Brazilian footballer (born 1999)

Lucas Barros da Cunha (born 21 August 1999), commonly known as Lucas Barros, is a Brazilian footballer who plays as a left-back for Serbian SuperLiga club Vojvodina.

==Club career==
Born in Rio de Janeiro, Lucas Barros joined Botafogo's youth setup in 2008, aged nine. On 14 June 2018, he signed a new contract with the club until December of the following year.

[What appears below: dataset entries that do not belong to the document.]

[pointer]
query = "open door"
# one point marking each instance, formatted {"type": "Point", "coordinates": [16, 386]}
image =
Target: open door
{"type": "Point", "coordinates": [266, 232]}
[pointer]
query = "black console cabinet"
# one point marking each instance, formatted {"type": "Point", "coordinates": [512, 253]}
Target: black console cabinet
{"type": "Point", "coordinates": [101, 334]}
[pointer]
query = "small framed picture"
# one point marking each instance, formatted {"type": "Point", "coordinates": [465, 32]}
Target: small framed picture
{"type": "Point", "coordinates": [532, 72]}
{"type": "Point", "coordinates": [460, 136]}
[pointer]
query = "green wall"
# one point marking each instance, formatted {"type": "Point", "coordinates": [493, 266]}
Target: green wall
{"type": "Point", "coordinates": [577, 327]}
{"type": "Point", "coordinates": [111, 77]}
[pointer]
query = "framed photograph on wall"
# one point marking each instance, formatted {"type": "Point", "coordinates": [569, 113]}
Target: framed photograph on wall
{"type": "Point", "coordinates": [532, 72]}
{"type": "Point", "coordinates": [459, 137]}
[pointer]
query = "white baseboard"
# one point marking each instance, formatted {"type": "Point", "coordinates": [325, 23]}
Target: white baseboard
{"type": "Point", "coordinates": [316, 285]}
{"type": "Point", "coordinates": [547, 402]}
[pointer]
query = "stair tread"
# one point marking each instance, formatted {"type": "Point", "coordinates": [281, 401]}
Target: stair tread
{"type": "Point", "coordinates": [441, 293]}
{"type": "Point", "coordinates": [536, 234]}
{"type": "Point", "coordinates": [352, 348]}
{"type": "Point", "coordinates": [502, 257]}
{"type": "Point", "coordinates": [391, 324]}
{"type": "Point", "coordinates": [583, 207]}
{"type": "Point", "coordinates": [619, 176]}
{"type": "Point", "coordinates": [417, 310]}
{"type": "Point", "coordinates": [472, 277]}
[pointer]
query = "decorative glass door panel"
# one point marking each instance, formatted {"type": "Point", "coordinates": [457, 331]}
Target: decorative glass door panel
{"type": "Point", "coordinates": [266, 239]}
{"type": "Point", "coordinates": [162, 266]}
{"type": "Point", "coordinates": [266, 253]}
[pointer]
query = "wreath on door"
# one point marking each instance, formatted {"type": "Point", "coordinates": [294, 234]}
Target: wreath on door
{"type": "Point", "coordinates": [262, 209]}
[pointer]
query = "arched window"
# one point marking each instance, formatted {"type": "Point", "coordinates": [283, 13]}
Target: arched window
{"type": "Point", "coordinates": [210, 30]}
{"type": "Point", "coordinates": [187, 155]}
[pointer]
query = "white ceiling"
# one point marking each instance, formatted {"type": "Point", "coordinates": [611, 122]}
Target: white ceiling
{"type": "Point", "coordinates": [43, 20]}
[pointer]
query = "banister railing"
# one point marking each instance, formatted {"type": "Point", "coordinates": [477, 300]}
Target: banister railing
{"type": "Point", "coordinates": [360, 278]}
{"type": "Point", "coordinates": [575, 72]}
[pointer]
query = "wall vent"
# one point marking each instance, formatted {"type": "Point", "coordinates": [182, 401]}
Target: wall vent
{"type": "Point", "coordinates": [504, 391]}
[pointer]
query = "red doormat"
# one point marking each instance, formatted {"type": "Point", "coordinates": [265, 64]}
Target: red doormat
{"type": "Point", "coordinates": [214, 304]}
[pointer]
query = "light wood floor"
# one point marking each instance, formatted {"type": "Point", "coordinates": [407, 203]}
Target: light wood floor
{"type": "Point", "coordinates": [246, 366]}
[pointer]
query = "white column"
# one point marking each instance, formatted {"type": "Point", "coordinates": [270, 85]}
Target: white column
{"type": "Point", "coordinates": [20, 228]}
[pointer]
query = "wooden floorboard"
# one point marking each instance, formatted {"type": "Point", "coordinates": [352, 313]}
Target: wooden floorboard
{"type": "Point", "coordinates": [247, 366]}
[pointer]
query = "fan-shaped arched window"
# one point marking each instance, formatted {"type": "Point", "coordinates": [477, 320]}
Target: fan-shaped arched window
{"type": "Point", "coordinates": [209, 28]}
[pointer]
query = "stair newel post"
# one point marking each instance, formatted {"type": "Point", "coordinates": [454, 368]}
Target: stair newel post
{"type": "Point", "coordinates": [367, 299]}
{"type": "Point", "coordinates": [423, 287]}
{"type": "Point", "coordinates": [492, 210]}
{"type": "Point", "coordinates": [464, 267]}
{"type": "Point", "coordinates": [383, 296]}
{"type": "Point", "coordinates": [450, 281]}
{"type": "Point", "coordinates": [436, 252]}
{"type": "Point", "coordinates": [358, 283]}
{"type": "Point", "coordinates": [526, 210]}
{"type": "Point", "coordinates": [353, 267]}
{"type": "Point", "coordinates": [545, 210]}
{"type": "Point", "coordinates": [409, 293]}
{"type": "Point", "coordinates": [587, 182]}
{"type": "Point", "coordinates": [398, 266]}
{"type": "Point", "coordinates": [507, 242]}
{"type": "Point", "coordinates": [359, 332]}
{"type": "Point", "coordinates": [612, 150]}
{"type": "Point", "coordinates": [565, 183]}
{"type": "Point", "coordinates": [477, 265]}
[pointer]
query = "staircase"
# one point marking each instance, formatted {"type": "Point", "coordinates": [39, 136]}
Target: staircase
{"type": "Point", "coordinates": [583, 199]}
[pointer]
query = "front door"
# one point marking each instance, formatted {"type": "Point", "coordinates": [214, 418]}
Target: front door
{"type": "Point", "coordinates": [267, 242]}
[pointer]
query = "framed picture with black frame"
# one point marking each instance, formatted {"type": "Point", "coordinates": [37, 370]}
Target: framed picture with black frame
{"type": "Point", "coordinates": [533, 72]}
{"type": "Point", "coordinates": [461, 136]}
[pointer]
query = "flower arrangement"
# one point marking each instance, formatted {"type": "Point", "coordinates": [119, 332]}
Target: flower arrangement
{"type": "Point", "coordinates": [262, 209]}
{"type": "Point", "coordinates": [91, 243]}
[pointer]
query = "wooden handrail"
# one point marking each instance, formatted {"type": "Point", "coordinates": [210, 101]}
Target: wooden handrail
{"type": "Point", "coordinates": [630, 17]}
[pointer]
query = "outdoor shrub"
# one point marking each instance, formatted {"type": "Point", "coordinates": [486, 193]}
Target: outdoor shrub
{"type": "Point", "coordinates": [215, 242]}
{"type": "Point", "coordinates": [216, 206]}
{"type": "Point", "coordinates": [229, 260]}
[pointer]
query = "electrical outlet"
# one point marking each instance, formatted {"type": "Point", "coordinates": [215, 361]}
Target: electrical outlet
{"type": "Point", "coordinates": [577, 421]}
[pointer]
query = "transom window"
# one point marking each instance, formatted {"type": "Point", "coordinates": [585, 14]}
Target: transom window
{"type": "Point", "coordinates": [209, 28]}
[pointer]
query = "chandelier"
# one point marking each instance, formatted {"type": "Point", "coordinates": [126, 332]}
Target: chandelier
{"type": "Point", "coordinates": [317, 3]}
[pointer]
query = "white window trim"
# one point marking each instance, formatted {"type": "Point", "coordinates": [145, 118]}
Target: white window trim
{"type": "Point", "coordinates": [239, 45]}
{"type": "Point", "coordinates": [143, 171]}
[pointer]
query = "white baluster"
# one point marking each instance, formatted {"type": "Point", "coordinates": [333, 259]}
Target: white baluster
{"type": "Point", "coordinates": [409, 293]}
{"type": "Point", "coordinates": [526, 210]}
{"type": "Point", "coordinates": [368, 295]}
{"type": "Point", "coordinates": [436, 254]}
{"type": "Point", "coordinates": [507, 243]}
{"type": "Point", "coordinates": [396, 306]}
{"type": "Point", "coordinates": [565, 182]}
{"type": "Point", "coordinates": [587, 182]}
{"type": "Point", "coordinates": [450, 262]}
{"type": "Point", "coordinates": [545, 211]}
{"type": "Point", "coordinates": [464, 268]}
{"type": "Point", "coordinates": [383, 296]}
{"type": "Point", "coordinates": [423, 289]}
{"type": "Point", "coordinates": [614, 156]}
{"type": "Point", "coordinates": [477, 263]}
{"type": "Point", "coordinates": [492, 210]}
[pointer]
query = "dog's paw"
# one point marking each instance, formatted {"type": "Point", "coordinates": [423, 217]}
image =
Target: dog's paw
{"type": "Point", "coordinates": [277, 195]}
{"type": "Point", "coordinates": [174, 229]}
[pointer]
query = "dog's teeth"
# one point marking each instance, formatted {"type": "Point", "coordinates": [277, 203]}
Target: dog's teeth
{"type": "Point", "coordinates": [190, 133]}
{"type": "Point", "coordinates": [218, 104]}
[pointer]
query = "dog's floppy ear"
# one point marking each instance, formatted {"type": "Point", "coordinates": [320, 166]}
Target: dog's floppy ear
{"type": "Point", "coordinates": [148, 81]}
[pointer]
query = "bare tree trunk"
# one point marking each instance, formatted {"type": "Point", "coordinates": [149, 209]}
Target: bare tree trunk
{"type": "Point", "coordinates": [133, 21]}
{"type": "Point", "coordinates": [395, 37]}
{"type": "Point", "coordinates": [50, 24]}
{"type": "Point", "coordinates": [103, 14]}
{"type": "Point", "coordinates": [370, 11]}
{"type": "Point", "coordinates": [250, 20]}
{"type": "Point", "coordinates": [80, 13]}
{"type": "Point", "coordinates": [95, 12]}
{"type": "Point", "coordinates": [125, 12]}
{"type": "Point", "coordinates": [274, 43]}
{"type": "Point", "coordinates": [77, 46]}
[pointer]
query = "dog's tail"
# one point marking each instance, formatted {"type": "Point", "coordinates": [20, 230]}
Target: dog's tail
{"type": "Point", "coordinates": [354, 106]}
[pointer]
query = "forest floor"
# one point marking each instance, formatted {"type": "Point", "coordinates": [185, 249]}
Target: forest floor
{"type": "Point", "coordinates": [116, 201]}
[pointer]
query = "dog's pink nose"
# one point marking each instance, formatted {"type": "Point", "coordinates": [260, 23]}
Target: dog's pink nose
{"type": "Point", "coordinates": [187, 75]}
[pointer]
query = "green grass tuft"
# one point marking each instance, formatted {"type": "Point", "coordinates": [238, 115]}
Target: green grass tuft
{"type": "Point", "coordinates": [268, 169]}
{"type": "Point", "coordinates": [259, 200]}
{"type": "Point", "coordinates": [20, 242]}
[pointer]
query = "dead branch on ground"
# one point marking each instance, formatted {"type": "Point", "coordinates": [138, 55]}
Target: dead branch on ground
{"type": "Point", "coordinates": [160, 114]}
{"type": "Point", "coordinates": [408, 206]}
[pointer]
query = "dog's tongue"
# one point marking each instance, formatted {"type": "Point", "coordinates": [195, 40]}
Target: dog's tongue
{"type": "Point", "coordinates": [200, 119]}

Promoted to the first team ahead of the 2019 season, Lucas Barros made his senior debut on 26 January of that year, coming on as a second-half substitute for Jonathan in a 2–1 Campeonato Carioca home loss against Flamengo. He extended his contract until 2022 in March, and made his Série A debut on 12 June, replacing Erik late into a 1–0 home defeat to Grêmio.

On 2 July 2022, Barros signed for Primeira Liga club Gil Vicente.

On 5 July 2023, Gil Vicente sent Barros on a season-long loan to Liga Portugal 2 club Tondela.

In the summer of 2024, Barros signed a three-year contract with Serbian SuperLiga club Vojvodina.